Total RNA was isolated from OvCa cells or tissue samples using TRIzol reagent (Cwbiotech, China) according to the manufacturer’s instructions. The quality, quantity, and integrity of RNA were measured using a NanoDrop 2000 spectrophotometer. A 20 µL reverse transcription reaction mixture including 1 µg of isolated RNA and an equal volume of primers and oligo dT was prepared using the TaqMan High-capacity cDNA Kit (Takara, Japan). SYBR^® Premix Ex Taq^TM (Tli RNaseH Plus) (Takara, Japan) was used for real-time PCR, which was run on a Bio-Rad system. The 2^-ΔΔCt method was used to quantify gene expression. Actin served as an internal control relative to AXL. Primers were designed and synthesized by TsingKe Biotech.

Western blot analysis

The treated cells were washed with PBS and lysed by ice-cold RIPA buffer (Cwbiotech, China) supplemented with protease inhibitor cocktail and phosphatase inhibitor cocktail (Selleck, USA). A BCA protein assay kit (Beyotime, China) was used to quantify the protein concentration. The proteins (15–30 µg) were separated by 10% SDS-PAGE and transferred onto polyvinylidene difluoride (PVDF) membranes. The PVDF membranes were incubated with 5% skim milk prepared with 0.1% PBST (1 L PBS and 1 mL Tween 20) for 1 h at room temperature, followed by overnight incubation with primary antibodies at 4 °C. Subsequently, the membranes were washed with PBST and then incubated with anti-rabbit secondary antibody at room temperature for 1 h.

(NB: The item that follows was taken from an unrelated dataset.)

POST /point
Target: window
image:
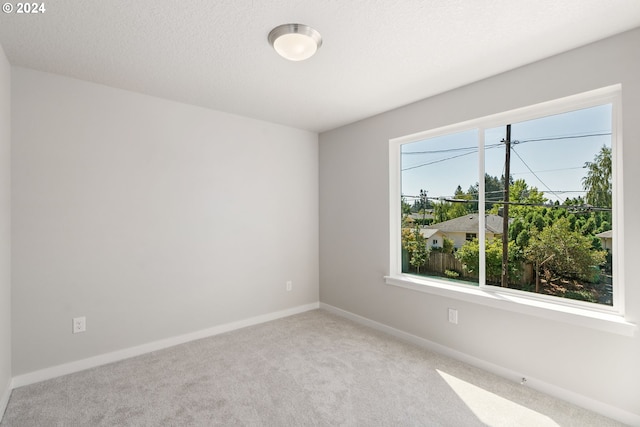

Protein bands were visualized by chemiluminescence using ECL reagents, and β-actin was used as an internal control. Band intensities were analyzed using Image Lab software.

Immunoprecipitation

HEK293T cells transfected with His-AXL, GST-PKM2, or empty plasmids were harvested 48 h later and subjected to immunoprecipitation analysis. After extracting the protein lysate at 4 °C, a small amount of lysate was taken for WB analysis. Antibody 1 μg was added to the remaining supernatant and incubated at 4 °C for 1 h and then incubated with protein A/G plus agarose beads overnight. The protein-beads complex was washed four times with PBS buffer, resuspended in 30 μL of 1× SDS sample buffer, boiled for 5 min, and then resolved by 10% SDS-PAGE. The proteins were visualized by immunoblotting.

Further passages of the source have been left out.